Decreasing sequence of compact subsets of a Hausdorff space Let $E$ be a Hausdorff topological space and $(K_{n})_{n \in \mathbb{N}}$ be a decreasing sequence of compact subsets of $E$. Let $U \subset E$, $U$ open with $\bigcap_{n \in \mathbb{N}} K_{n} \subset U$. Then the following assertion is true?
$$\exists n_{0} \in \mathbb{N}\, \text{s.t. } \forall n\geq n_{0}, \,K_{n}\subset U$$
Is there a counter example?
 A: Sure. $K = \cap_n K_n$ is non-empty and compact (closed subset of compact $K_0$, and compact sets are closed due to Hausdorffness). We know that $K \subseteq U$. If $K_m \subset U$, by decreasingness for all $k \ge m$ also $K_k \subseteq U$. So if the statement fails we know that $K_n \setminus U$ is non-empty for all $n$. 
The same fact that showed that $K$ was non-empty, shows that $\cap_n (K_n\setminus U) = (\cap_n K_n) \setminus U = K \setminus U$ is non-empty, contradicting $K \subseteq U$. 
A: Suppose that 
$$(\exists n_{0} \in \mathbb{N}) (\forall n\geq n_{0}) K_{n}\subset U$$
is not true. 
This means that $K_n\setminus U\ne\emptyset$ for each $n$.
(Here we also use the fact that the given system is decreasing.)

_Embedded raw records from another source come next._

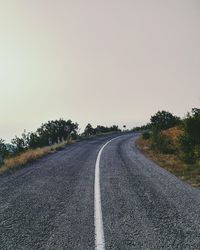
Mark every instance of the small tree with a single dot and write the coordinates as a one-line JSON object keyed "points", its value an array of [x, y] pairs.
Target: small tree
{"points": [[190, 141], [163, 120], [3, 150]]}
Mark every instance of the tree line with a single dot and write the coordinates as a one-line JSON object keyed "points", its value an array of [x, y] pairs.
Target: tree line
{"points": [[188, 142], [49, 133]]}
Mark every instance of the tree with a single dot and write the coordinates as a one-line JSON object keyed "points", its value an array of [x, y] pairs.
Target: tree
{"points": [[3, 149], [190, 140], [89, 130], [163, 120]]}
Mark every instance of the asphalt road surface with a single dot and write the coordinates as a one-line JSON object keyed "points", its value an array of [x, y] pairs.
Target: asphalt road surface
{"points": [[50, 204]]}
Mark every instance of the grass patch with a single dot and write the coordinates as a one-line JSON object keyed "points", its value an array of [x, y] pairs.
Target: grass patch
{"points": [[30, 156], [172, 163]]}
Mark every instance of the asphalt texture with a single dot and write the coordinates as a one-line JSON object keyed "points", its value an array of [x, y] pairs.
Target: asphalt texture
{"points": [[49, 204]]}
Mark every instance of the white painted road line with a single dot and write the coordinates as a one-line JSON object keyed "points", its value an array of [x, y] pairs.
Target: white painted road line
{"points": [[98, 220]]}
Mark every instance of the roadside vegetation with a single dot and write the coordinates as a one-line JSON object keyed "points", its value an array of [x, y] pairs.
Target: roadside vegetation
{"points": [[48, 138], [174, 143]]}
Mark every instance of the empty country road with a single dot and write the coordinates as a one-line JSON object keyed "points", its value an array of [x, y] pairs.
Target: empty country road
{"points": [[61, 200]]}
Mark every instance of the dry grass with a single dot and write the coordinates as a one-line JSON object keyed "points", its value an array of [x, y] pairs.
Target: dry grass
{"points": [[172, 163], [29, 156]]}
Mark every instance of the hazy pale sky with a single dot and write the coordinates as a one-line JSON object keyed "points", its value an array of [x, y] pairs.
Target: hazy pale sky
{"points": [[98, 61]]}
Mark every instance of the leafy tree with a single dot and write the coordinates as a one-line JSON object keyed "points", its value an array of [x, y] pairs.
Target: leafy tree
{"points": [[190, 140], [3, 149], [163, 120], [89, 130]]}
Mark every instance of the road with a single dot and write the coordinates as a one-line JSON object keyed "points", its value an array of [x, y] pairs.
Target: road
{"points": [[50, 203]]}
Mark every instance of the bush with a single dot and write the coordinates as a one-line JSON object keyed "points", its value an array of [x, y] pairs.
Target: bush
{"points": [[186, 149], [162, 143], [190, 141], [146, 135]]}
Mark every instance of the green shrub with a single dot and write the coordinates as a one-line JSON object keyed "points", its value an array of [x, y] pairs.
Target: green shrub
{"points": [[162, 143], [146, 135]]}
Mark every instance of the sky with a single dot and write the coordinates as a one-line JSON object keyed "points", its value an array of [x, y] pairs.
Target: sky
{"points": [[104, 62]]}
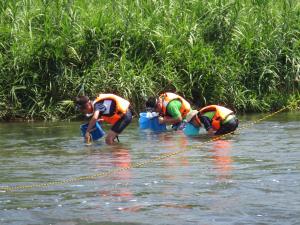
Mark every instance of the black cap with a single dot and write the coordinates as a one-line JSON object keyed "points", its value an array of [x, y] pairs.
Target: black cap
{"points": [[80, 101]]}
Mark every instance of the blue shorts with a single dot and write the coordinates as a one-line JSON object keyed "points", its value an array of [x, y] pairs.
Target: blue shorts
{"points": [[123, 122]]}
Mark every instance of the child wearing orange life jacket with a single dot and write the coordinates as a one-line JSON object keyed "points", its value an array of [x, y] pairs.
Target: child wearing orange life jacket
{"points": [[216, 119], [111, 108], [171, 107]]}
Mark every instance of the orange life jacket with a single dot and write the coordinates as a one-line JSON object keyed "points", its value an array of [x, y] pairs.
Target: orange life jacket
{"points": [[167, 97], [122, 106], [221, 114]]}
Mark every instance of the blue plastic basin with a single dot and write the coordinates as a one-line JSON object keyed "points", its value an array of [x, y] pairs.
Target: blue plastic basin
{"points": [[191, 130]]}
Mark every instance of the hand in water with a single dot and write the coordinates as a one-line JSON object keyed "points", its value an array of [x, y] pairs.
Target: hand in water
{"points": [[211, 131], [160, 120]]}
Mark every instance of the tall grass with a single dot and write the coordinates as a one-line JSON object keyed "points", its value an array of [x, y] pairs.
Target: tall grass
{"points": [[245, 54]]}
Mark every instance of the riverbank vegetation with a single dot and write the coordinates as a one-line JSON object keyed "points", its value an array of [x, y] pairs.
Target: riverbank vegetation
{"points": [[244, 54]]}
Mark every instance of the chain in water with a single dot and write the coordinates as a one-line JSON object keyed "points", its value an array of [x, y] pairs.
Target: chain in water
{"points": [[113, 171]]}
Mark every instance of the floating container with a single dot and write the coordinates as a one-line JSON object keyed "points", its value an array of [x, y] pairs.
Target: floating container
{"points": [[96, 132], [191, 130], [144, 120], [156, 126], [149, 120]]}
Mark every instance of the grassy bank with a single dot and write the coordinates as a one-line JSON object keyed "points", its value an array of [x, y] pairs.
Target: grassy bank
{"points": [[244, 54]]}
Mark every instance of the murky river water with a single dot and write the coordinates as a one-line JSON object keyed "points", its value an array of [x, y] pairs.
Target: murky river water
{"points": [[251, 177]]}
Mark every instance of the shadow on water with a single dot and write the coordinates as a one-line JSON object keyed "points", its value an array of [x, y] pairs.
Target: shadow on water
{"points": [[251, 177]]}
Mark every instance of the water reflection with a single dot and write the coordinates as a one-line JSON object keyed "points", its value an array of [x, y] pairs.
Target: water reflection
{"points": [[221, 155], [116, 185]]}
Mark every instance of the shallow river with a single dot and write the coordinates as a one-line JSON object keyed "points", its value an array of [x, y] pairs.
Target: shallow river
{"points": [[251, 177]]}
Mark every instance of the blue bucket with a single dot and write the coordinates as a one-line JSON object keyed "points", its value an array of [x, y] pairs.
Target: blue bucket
{"points": [[155, 126], [191, 130], [144, 121], [96, 131]]}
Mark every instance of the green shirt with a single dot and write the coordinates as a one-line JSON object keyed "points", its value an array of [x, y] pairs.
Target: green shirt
{"points": [[173, 109]]}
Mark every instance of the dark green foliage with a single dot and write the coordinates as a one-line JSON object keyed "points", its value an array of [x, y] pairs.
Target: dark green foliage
{"points": [[243, 54]]}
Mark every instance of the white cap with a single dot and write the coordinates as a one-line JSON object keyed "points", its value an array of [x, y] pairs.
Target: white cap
{"points": [[190, 115]]}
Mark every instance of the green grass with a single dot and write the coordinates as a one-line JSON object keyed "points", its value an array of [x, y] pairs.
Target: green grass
{"points": [[243, 54]]}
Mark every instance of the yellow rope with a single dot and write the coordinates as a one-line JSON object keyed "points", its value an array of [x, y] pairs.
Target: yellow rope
{"points": [[113, 171]]}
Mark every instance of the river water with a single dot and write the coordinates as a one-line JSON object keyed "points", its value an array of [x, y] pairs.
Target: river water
{"points": [[251, 177]]}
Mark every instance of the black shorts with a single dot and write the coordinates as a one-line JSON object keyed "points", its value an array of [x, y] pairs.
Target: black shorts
{"points": [[228, 127], [122, 123]]}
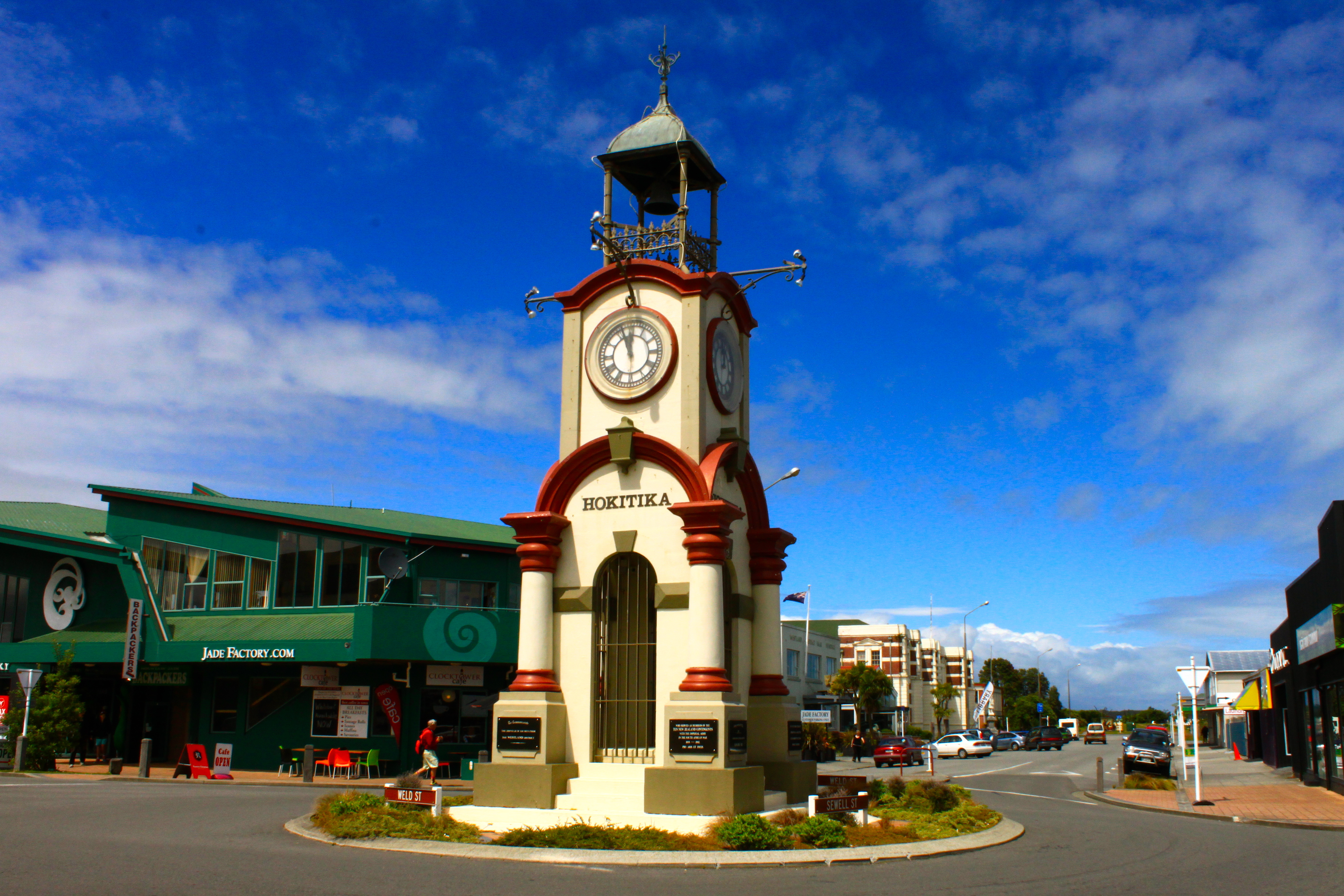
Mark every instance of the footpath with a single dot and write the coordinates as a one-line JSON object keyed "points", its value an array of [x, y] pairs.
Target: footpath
{"points": [[1245, 792]]}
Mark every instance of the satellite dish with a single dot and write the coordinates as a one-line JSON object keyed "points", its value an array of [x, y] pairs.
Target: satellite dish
{"points": [[393, 563]]}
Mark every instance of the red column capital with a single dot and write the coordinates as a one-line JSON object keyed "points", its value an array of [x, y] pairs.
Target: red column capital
{"points": [[706, 526], [768, 553], [538, 535]]}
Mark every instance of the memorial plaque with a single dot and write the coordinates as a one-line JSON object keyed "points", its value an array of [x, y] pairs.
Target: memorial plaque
{"points": [[738, 735], [522, 734], [694, 737]]}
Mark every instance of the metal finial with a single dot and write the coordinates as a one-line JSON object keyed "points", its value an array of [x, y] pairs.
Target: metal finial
{"points": [[664, 65]]}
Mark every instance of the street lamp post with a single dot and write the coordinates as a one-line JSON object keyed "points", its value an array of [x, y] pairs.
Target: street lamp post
{"points": [[966, 671], [1070, 686], [1038, 679]]}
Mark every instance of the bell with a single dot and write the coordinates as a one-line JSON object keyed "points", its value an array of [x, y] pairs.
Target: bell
{"points": [[660, 202]]}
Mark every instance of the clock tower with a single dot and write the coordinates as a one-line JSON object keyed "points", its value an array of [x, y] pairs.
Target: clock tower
{"points": [[650, 672]]}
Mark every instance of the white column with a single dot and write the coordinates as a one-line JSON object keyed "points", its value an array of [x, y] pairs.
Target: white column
{"points": [[706, 617], [765, 630], [534, 624]]}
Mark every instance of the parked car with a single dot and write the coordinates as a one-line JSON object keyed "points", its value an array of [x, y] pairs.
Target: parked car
{"points": [[963, 746], [1045, 739], [1148, 749], [900, 750]]}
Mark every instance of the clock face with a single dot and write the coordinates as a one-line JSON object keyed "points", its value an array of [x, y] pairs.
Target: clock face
{"points": [[728, 373], [631, 354]]}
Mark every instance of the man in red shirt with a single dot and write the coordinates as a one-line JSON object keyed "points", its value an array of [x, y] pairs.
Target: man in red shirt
{"points": [[425, 748]]}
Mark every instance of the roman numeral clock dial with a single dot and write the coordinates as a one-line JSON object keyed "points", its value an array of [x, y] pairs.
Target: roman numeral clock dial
{"points": [[631, 354]]}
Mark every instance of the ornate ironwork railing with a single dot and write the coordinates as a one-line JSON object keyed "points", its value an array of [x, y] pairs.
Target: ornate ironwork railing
{"points": [[662, 241]]}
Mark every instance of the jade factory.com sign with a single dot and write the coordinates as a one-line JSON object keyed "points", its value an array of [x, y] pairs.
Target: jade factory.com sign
{"points": [[1322, 635]]}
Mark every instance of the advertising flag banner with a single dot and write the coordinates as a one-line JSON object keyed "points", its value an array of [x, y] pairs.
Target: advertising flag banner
{"points": [[390, 703], [135, 636]]}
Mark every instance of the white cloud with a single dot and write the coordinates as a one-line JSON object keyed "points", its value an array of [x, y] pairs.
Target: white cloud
{"points": [[140, 352]]}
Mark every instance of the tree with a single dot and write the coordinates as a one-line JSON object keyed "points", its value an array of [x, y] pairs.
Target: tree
{"points": [[866, 686], [57, 711], [943, 696]]}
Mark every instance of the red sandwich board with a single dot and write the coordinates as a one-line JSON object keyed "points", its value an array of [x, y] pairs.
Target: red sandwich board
{"points": [[193, 762]]}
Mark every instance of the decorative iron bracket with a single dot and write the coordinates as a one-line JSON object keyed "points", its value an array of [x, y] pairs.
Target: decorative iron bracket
{"points": [[794, 272]]}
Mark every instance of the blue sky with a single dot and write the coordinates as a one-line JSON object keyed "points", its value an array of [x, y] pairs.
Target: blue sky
{"points": [[1069, 342]]}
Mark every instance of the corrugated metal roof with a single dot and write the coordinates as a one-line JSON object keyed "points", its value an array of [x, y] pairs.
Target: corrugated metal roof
{"points": [[288, 626], [1238, 660], [396, 523], [64, 520]]}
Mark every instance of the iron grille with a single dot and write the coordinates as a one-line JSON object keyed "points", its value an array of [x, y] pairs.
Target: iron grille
{"points": [[624, 662]]}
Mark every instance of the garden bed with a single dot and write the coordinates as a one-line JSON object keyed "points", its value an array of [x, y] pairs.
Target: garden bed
{"points": [[905, 813]]}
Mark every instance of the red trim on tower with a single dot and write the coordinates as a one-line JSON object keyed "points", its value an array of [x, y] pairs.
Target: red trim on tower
{"points": [[769, 687], [706, 526], [534, 680], [670, 276], [706, 679], [569, 473], [768, 553], [538, 538]]}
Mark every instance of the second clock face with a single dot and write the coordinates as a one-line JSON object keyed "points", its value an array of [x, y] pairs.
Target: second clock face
{"points": [[631, 354], [728, 373]]}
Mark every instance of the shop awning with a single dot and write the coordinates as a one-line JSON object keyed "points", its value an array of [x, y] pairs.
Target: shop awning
{"points": [[1249, 698]]}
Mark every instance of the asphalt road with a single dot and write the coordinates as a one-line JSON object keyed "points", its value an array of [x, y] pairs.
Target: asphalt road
{"points": [[146, 839]]}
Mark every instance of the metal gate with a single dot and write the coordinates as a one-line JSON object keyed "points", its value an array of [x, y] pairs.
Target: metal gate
{"points": [[624, 648]]}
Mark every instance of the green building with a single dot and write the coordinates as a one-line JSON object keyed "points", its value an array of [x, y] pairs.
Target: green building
{"points": [[265, 625]]}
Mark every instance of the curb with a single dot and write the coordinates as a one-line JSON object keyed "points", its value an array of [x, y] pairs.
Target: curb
{"points": [[1236, 820], [1002, 833]]}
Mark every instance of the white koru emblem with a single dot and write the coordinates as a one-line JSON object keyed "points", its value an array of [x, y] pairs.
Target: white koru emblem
{"points": [[64, 596]]}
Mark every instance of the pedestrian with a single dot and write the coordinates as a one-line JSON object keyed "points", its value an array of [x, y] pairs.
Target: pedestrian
{"points": [[101, 731], [425, 748], [857, 745]]}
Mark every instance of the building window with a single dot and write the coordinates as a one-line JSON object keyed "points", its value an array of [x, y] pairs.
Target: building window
{"points": [[14, 601], [224, 718], [341, 574], [230, 571], [298, 570], [451, 593], [259, 585]]}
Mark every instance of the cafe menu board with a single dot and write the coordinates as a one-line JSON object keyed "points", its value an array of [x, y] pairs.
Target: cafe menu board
{"points": [[738, 735], [341, 712], [694, 737], [521, 734]]}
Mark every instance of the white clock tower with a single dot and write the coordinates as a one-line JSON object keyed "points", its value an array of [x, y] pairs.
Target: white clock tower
{"points": [[650, 678]]}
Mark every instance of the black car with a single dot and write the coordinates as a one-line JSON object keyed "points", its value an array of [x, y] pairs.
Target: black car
{"points": [[1150, 749], [1045, 739]]}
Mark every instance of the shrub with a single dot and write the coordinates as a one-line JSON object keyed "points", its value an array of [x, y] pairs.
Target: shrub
{"points": [[820, 832], [1140, 781], [752, 832], [580, 836]]}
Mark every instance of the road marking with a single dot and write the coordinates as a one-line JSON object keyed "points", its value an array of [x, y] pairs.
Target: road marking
{"points": [[992, 772], [1013, 793]]}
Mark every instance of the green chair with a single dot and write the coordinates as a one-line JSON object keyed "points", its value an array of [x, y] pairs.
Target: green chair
{"points": [[370, 764]]}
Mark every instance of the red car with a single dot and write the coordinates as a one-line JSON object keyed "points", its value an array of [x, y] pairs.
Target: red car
{"points": [[898, 751]]}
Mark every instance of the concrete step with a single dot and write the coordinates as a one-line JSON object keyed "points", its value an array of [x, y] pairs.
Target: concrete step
{"points": [[601, 804]]}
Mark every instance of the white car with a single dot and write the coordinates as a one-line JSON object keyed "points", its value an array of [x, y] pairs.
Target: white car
{"points": [[963, 746]]}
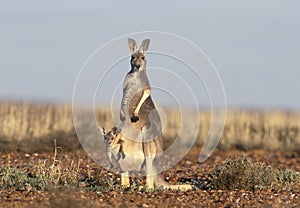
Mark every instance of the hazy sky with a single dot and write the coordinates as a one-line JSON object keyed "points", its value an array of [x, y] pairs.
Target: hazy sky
{"points": [[253, 44]]}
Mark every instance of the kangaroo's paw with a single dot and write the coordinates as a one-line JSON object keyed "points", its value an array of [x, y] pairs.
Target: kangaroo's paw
{"points": [[134, 119]]}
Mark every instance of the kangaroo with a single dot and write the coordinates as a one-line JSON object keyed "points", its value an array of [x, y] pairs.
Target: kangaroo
{"points": [[129, 155], [140, 121]]}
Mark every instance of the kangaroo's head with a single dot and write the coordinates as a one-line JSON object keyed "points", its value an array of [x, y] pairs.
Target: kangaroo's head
{"points": [[138, 59]]}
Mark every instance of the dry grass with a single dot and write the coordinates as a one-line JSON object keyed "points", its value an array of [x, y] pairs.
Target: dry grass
{"points": [[244, 174], [32, 127]]}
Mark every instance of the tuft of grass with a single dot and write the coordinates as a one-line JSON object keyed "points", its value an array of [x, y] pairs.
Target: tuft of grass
{"points": [[242, 173]]}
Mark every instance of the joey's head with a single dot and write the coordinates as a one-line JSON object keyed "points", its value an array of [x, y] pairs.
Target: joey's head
{"points": [[112, 137], [138, 56]]}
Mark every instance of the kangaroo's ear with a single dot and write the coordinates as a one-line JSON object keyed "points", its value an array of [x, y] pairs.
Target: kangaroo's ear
{"points": [[102, 130], [118, 139], [145, 45], [132, 45]]}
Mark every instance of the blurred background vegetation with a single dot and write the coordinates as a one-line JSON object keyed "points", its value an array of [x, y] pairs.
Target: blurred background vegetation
{"points": [[32, 127]]}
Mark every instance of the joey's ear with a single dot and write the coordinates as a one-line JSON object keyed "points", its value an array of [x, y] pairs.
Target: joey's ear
{"points": [[145, 45], [132, 45]]}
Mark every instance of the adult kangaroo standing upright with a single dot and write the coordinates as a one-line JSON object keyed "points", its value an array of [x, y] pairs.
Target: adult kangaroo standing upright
{"points": [[139, 117], [140, 121]]}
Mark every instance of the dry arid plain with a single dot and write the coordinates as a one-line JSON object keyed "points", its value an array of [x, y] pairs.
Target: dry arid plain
{"points": [[42, 164]]}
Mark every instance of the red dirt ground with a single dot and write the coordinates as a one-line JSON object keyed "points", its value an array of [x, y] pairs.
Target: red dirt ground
{"points": [[188, 168]]}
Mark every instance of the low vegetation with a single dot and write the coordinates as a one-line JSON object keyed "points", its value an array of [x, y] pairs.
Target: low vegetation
{"points": [[243, 174]]}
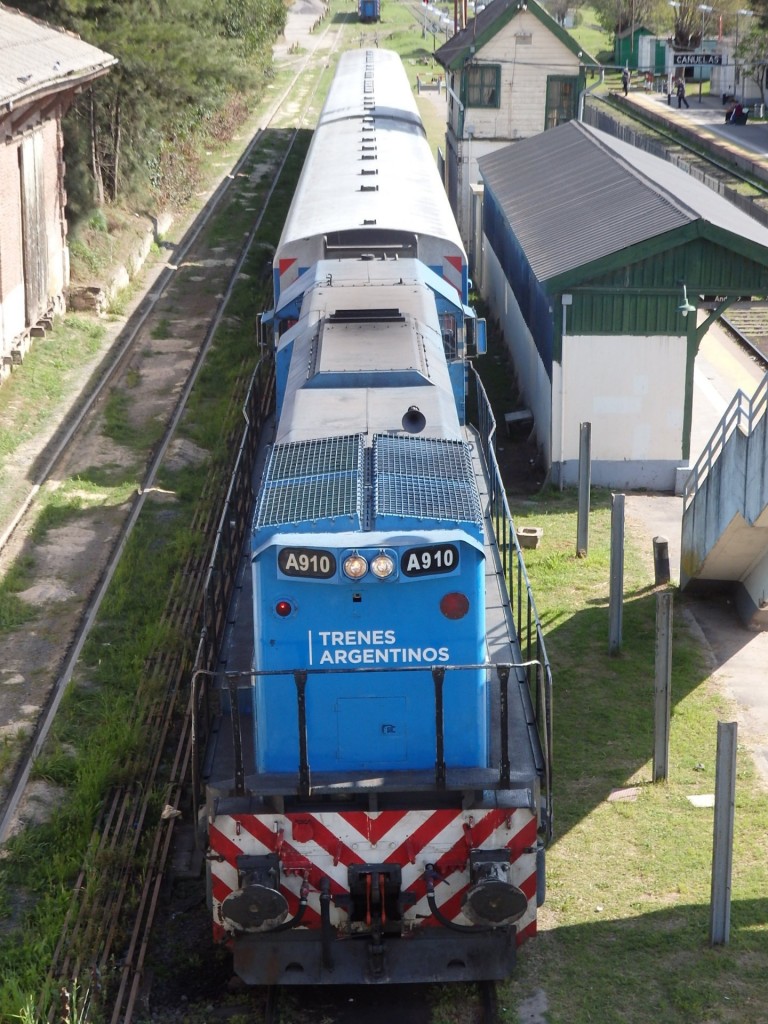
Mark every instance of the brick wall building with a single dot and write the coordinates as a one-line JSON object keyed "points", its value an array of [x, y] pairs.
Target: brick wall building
{"points": [[41, 70]]}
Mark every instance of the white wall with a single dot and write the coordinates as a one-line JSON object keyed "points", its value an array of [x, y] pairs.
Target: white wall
{"points": [[631, 389], [531, 377]]}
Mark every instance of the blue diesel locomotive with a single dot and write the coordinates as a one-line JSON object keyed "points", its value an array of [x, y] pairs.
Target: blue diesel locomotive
{"points": [[369, 10], [390, 822]]}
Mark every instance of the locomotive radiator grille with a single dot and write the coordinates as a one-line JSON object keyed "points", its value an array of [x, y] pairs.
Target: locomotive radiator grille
{"points": [[426, 478], [305, 481]]}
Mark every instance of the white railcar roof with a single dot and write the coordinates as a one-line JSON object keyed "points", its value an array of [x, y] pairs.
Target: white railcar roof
{"points": [[370, 168]]}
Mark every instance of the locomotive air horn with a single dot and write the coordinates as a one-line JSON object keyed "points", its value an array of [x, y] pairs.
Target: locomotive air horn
{"points": [[414, 421]]}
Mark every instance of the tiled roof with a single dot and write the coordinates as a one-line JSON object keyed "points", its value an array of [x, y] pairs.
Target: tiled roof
{"points": [[38, 58]]}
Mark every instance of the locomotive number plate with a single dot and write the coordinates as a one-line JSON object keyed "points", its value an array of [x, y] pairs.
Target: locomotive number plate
{"points": [[309, 562], [430, 560]]}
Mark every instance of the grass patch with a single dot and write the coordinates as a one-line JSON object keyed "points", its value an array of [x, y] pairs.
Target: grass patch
{"points": [[629, 882]]}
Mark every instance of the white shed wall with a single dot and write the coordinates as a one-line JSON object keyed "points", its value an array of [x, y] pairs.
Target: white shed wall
{"points": [[629, 389], [530, 374]]}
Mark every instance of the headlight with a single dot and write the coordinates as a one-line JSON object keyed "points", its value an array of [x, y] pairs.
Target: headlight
{"points": [[382, 566], [354, 566]]}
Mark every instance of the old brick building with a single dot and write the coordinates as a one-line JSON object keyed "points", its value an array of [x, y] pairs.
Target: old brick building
{"points": [[41, 70]]}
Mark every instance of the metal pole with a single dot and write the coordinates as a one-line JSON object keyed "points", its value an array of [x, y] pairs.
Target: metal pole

Then the system $(K_n\setminus U)_{n\in\mathbb N}$ is system of compact1 sets which has finite intersection property. By compactness we get that the intersection 
$$\bigcap_{n\in\mathbb N} (K_n\setminus U)= \left(\bigcap_{n\in\mathbb N} K_n\right)\setminus U$$ 
is non-empty.
Thus we get $\bigcap\limits_{n\mathbb N} K_n \not\subseteq U$.
This proves the claim from your question. (More precisely, we proved the contraposition.)

1 As pointed out in comments, this needs some clarification. Since these sets are compact, they are also closed. (This is the place where we use that we are working in a Hausdorff space.)
So we have a system of closed sets with finite intersection property. At the same time, all these sets are subsets of $K_1\setminus U$. This is a closed set of $K_1$, hence it is compact.
So we are working with a system of closed subsets of the compact space $K_1\setminus U$ which has a finite intersection property and we can use an equivalent characterization of compactness.